I was really interested to hear from Jonathan Manton and Alice Prael from Yale University Libraries talked about their work on trying to centralise and standardise the workflows at their institution which comprises a number of libraries and a museum. They began by centralising the processing of imaging and file extraction from physical media which has helped standardise the process and assisted with tackling processing backlogs. They have also looked at email archiving, born digital catalogue description and network transfer. I was particularly keen to hear about the work they have been doing on describing born digital archives. This is something which really needs more discussion and action from practitioners – I’m finding it presents a very real headache for my own practice. Prael and Manton commented that the area which caused most difficulty was describing hybrid archives. I wasn’t surprised by this and given this is the landscape we are going to be working in for some time to come it’s one we should all be giving a lot of thought to.

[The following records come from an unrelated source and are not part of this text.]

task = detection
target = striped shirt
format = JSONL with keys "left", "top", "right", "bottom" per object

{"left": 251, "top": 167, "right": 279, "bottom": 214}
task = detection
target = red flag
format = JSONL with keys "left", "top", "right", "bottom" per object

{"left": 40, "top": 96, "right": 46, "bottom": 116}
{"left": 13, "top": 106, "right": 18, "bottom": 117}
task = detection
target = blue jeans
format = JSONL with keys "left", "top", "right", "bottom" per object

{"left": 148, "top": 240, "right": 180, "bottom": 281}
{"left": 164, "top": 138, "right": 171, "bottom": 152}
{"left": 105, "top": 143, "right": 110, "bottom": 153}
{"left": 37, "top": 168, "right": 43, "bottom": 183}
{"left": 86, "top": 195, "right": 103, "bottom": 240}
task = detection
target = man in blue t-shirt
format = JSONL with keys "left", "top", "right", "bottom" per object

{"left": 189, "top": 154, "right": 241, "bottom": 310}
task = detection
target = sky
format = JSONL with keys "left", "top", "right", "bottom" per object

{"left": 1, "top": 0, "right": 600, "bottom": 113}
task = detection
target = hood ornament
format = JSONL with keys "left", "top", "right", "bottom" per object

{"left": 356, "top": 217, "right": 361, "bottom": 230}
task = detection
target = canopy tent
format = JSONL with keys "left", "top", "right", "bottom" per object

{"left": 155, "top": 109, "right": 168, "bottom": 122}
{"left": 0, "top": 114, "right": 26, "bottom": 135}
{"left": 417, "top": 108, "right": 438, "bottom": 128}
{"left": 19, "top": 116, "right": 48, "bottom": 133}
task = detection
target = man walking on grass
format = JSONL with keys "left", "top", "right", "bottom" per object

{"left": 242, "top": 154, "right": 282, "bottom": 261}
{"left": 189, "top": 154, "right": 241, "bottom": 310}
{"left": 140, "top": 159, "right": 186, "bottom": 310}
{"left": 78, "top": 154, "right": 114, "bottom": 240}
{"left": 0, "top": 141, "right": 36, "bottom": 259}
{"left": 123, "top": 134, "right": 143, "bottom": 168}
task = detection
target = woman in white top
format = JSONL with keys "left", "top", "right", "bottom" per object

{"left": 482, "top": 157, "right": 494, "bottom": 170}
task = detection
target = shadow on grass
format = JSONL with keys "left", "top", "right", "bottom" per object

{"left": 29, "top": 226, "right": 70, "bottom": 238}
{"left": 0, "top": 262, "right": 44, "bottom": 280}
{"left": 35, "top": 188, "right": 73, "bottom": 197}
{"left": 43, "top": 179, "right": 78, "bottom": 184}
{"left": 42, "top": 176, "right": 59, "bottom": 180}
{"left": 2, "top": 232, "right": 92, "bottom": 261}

The cataloguing of archives is closely linked to (but not coterminous with) access so I was also keen to hear from Anthea Seles talk about the use of Machine Learning and Artificial Intelligence in archival processing and the extent to which archivists and information professionalism should (but are not necessarily) involved in the creation and use of algorithms and the ways in which data is explored, exposed and exploited. Seles’ talk gave a great deal of food for thought and my homework will be to read Cathy O’Neil’s Weapons of Math Destruction.

I also very much enjoyed hearing from Leontien Talboom who is undertaking a PhD jointly with the UK National Archives and and University College London looking at the barriers and opportunities which exist in making digital archives available. So far she has uncovered what a huge amount of work still needs to be done in this area but I’m looking forward to work coming out in full so we are better informed to overcome the barriers and exploit the opportunities. In the same panel another PhD student Rebecca Oliva from the University of Glasgow is looking at sensitivity reviewing and the extent to which it can be automated. Manual sensitivity reviewing is on the whole an opaque process, therefore lending itself well to automation and machine processing. However sensitivity is also very context specific ie data can be sensitive in one context and not in another so there are many challenges to be met. Again I am really looking forward to the outputs of this work.

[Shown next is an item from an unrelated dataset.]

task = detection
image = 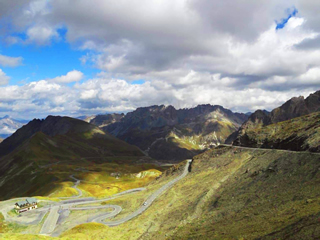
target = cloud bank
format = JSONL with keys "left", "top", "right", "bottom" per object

{"left": 0, "top": 0, "right": 319, "bottom": 118}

On the final day it was good to hear from Jenny Bunn who invited us to ask “What can archivists bring to the (AI) party?”. The answer is (hopefully) quite a lot. AI has been around for a while now and it is starting to grow up. more people are asking for accountability in AI and this is where the archivist comes in – we are really really good at documenting and organising things!

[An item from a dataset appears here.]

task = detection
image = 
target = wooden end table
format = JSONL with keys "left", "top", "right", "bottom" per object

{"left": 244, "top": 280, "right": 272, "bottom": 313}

We had an entertaining presentation from Caylin Smith and Andy Irving from the British Library on their struggles with making non-published legal deposit material from the British Library available. They are extremely hampered by legislation which has not yet caught up with the technology (a point which Paul Gooding from the University of Glasgow also addressed in his presentation) but have made great strides to improve what they can, certainly in terms of the user experience of accessing material on site. We also had a heard a fantastic call to arms from William Kilbride of the Digital Preservation Coalition which he has helpfully published as a blog post so I don’t have to report on it!

Many of the conference presentations are available here and the abstracts here. I thought this was a fascinating and thought provoking conference and I am still thinking about many of the themes which came up in it and hope to draw on in my practice. many thanks to Dr Lise Jaillant for all her hard work in putting this together.

Conference cake which like everything else was excellent!